Gary Barnett wrote a letter. It was nine paragraphs and it circulated earlier this year to people like Michael Bloomberg, David Axelrod and Larry Summers.
“Even someone with a good job today is afraid to spend, because he is afraid he will not have a job a few months down the road.”
Mr. Barnett, the prolific president of development concern Extell, then offered a policy prescription for encouraging business amid what was just starting to be called the Great Recession. It was a business philosophy that sought to encourage activity rather than mere survival: a three-year extension on all current mortgages; federal subsidies for 30-year mortgages; a law forbidding firms with more than 500 employees from lay-offs they could show an urgent need. “This is just not the time to do it. A) Have a heart, b) be a patriot,” he later said. “The wave of firings breeds more firings, and more firings, and we could spiral into an extremely serious depression.”
“It really was just one man’s opinion, so to speak,” Mr. Barnett told The Observer on Monday evening, by cell phone. “We’re seeing it from the real estate side, the banking side, from the housing side. So we had a decent perspective from which to form an opinion.
“I’ve gotten calls on it, but I don’t see anyone doing it,” continued Mr. Barnett, before launching into a critique of the current federal stimulus plan.
The man is himself something of a stimulus plan for New York City’s catatonic development market.

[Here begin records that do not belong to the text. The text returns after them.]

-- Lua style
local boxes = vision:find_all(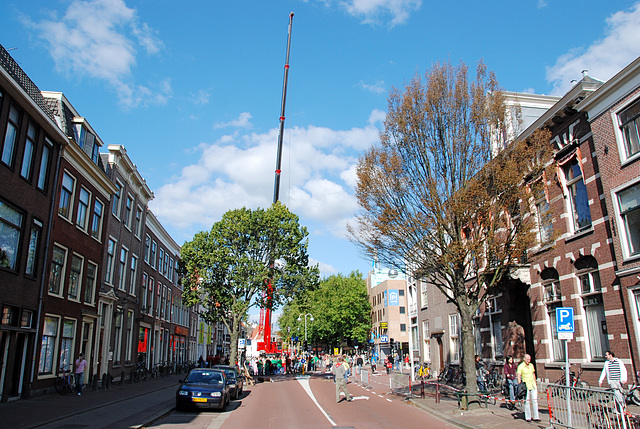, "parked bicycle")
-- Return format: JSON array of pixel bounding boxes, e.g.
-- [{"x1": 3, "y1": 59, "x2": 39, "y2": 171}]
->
[
  {"x1": 555, "y1": 364, "x2": 591, "y2": 398},
  {"x1": 132, "y1": 362, "x2": 147, "y2": 382},
  {"x1": 54, "y1": 367, "x2": 76, "y2": 395},
  {"x1": 626, "y1": 371, "x2": 640, "y2": 405}
]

“He’s probably the biggest developer right now in New York,” said Eric Michael Anton, an investment sales broker at Eastern Consolidated, who has worked with Mr. Barnett in the past.
Or, as Deputy Mayor Robert Lieber put it, “You can see Gary’s fingerprints all over the city in what has been done and will be done.”
Much has been done: The 37-story Ariel East and 31-story Ariel West condos at 100th Street and Broadway, which prompted the creation of groups like Stop Extell and Westsiders for Responsible Development, and spurred the city to downzone a chunk of the Upper West Side; the Ariels are nearly all sold and carry no debt, Mr. Barnett said. There are also the Lucida condos on East 85th Street; the sold-out Orion at 350 West 42nd Street; and the Avery at 100 Riverside Boulevard, among others.